I periodically receive questions about Flash from students and colleagues, so i thought that i'd post the answers online for all to see. Hopefully these posts won't merely be a fix to each individual problem, but will also give some sort of ideas for troubleshooting methodolgy when working in Flash.

In this problem, when running a movie, error messages were appearing as follows:

**Error** Scene=Scene 1, layer=button, frame=50:Line 1: Mouse events are permitted only for button instances on (press) {

Here is the way to diagnose such problems in Flash. The first step is to look closely at the error message:

**Error** Scene=Scene 1, layer=button, frame=50:Line 1: Mouse events are permitted only for button instances on (press) {

This tells us a lot. The first thing, is that we're reasonably sure that the problem here is on frame 50, line 1. So the first thing to do is to look at the code on frame 50. There we find two keyframes with code in it. The second one has the same code included in the error message:

on (press) { gotoAndPlay (10);}

Now, the error message says that "Mouse events are permitted only for button instances". But this code is on a frame. Here is the problem. Looking a little closer, we see that the event "on(press)" logically would be hard to apply to a frame, since there is nothing to press. So we can then take the code out and see if the error still exists. In this case, the error goes away, and the problem is solved. You actually had redundant code both on the timeline AND on the button in frame 50.

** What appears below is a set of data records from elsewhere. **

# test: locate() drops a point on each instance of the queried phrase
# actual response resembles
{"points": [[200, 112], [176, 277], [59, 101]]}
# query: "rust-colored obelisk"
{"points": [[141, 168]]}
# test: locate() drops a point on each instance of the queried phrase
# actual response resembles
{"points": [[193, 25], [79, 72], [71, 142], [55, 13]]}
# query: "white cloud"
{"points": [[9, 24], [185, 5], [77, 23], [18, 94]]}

The overall thing to be careful in Flash is code in places where you don't want it. Flash allows you to put code on movieClips, timelines, and other places where certain types of code will not work. Therefore be careful. Best practice is to put ALL of your code on one layer in the timeline, and create event handlers that refer to clips on the stage. i.e., for a button with the instance name "myButton" on the stage, the code would be

myButton_mc.onPress = function () {
trace ("onPress called");
//put the code here to effect change in the movie

The error messages from the Flash IDE are generally fairly easy to follow, and can be used to logically deduce the problem. The first step is therefore to look closely and to see what it is telling you. The next step is to take a deep breath. Third, use the "trace" function liberally to try and get at the problem. Trace is your friend.